11th century gold jewelry found in the Netherlands!
Average reading time — 2 minutes
A real treasure, which is of great importance for the state located in northwestern Europe, was presented on display at the National Museum of Antiquities in the Netherlands in March 2023. Gold jewelry of the 11th century and silver coins of the 13th century were showcased to the world.
The rare finding was discovered by treasure hunter and historian Lorenzo Ruijter near the town of Hoogwoud (the Netherlands). For a thorough study of the history of the discovery, the man provided the treasure to the National Museum of Antiquities in Leiden.
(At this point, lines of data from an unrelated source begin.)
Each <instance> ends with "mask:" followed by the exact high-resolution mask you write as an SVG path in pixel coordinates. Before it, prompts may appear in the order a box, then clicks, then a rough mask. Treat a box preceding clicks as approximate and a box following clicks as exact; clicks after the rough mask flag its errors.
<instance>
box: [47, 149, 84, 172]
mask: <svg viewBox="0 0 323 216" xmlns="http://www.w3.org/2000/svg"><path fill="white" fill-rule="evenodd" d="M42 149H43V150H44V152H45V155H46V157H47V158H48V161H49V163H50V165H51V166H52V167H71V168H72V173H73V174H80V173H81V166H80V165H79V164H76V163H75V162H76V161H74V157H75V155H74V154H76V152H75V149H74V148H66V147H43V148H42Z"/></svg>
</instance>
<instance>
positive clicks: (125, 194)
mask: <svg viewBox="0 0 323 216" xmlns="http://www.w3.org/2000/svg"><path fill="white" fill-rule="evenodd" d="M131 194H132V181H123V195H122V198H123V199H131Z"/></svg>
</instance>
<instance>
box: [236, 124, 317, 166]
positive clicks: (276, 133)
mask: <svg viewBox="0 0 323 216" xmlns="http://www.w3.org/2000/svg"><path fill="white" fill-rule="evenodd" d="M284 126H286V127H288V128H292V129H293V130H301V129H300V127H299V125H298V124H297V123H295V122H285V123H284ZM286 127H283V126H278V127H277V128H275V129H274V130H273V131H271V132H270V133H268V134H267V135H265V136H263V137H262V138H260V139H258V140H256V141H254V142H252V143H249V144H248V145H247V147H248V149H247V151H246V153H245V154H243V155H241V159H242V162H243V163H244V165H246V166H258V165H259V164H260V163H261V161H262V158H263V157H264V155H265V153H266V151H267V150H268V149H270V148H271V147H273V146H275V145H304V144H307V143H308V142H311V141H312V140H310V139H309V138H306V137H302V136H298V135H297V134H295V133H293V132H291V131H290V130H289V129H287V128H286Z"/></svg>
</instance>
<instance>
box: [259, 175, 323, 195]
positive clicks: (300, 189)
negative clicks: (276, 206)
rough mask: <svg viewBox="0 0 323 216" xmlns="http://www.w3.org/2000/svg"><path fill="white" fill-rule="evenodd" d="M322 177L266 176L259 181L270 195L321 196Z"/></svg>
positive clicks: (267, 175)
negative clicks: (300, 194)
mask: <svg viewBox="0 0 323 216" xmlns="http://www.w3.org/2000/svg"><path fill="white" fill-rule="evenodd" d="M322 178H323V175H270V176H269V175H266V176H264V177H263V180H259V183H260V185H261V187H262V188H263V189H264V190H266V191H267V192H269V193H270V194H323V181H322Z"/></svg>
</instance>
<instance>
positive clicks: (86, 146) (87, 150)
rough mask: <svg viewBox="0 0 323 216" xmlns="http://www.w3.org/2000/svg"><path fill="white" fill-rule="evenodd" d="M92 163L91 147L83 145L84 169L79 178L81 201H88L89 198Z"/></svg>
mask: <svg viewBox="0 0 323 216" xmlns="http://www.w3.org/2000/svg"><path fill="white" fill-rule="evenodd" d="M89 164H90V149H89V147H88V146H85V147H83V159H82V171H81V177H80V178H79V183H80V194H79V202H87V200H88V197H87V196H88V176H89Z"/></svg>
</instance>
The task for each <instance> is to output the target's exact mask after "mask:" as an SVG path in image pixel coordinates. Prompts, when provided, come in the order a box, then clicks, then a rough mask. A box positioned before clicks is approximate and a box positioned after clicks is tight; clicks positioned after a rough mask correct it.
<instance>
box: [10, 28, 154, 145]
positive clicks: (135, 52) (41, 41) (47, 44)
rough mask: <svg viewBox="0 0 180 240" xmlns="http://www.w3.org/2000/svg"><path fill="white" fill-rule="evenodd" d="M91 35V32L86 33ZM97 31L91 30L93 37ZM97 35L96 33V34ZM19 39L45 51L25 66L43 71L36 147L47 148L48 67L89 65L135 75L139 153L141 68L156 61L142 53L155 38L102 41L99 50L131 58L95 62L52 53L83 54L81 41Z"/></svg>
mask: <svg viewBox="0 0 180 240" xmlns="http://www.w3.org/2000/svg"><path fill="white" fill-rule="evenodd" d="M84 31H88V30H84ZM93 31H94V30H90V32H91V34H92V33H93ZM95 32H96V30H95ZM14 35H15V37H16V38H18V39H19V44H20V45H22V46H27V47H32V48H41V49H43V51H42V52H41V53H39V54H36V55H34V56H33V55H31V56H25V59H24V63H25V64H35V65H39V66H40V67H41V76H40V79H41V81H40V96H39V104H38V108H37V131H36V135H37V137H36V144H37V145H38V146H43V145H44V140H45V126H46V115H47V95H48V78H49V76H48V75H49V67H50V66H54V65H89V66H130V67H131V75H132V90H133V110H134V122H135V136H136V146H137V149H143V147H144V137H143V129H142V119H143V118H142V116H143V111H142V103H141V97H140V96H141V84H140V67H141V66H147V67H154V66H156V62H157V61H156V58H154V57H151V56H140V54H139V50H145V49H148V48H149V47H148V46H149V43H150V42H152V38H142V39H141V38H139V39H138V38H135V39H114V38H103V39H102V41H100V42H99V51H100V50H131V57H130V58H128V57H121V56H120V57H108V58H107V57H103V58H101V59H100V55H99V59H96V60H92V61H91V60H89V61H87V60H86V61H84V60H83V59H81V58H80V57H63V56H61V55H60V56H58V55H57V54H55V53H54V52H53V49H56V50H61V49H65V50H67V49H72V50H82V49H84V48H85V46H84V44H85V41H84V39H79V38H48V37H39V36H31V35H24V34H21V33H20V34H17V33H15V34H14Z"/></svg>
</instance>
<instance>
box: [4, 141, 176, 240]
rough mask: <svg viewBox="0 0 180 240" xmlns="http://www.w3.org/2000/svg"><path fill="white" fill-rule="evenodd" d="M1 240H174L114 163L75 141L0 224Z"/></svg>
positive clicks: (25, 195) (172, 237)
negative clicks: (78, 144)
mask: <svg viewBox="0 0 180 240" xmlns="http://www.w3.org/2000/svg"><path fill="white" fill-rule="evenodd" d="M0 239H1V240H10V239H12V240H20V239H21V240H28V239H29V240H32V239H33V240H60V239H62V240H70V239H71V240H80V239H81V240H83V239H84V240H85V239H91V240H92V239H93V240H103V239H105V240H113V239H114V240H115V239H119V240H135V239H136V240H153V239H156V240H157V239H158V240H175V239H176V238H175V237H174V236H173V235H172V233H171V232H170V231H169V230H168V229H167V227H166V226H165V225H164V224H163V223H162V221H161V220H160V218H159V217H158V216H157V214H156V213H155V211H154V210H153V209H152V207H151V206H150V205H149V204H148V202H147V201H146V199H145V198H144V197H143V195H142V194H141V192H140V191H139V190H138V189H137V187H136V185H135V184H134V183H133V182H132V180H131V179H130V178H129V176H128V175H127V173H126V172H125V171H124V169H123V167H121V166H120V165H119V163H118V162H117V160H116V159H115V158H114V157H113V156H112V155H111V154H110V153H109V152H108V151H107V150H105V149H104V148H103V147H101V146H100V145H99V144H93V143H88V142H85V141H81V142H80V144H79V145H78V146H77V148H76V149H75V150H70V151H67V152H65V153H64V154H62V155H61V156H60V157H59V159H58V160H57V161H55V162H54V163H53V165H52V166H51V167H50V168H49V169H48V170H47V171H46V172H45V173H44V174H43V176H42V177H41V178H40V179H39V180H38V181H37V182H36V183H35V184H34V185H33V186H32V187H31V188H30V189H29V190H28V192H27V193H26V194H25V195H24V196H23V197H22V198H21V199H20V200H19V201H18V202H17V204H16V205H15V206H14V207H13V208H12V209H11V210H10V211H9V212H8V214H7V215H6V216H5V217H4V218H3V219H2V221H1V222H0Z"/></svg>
The jewels found consist of 4 gold drop earrings, 2 pieces of gold leaf and 39 silver coins dating back to the Middle Ages. Despite the time spent in the ground, all the jewelry remains in excellent quality and reveals a lot of new facts about the history of the North Holland region.
The discovered silver coins were minted in the 1240s. They depict the Count of Holland and Zeeland — William II of Holland. Yet the gold jewelry found was made several centuries earlier. Archaeologists are convinced that gold earrings were a family heirloom, which was passed down from generation to generation. Judging by the size and design features of the pendant, as well as the position of the ornament on one side, the decorations were attached to a headband or hood.
In the photo: 18K gold earring of the 11th century.
One of the earrings depicts a man’s face surrounded by sun rays. In this engraving, according to scientists, one can discern the image of the Unconquered Sun (Sol Invictus) — the deity of the solar cult established by the Roman emperor Aurelianin in the 3rd century. Annemarieke Willemsen, curator of the National Museum of Antiquities, notes the unusual combination of typically Byzantine features such as the crescent shape with the German filigree technique and engraving characteristic of Northern Dutch and Scandinavian items.
In the photo: the expert even admits that Jesus Christ is engraved on the image of the Sol Invictus.
The museum staff believes that the treasures found can significantly enrich our knowledge of the history of North Holland and West Friesland.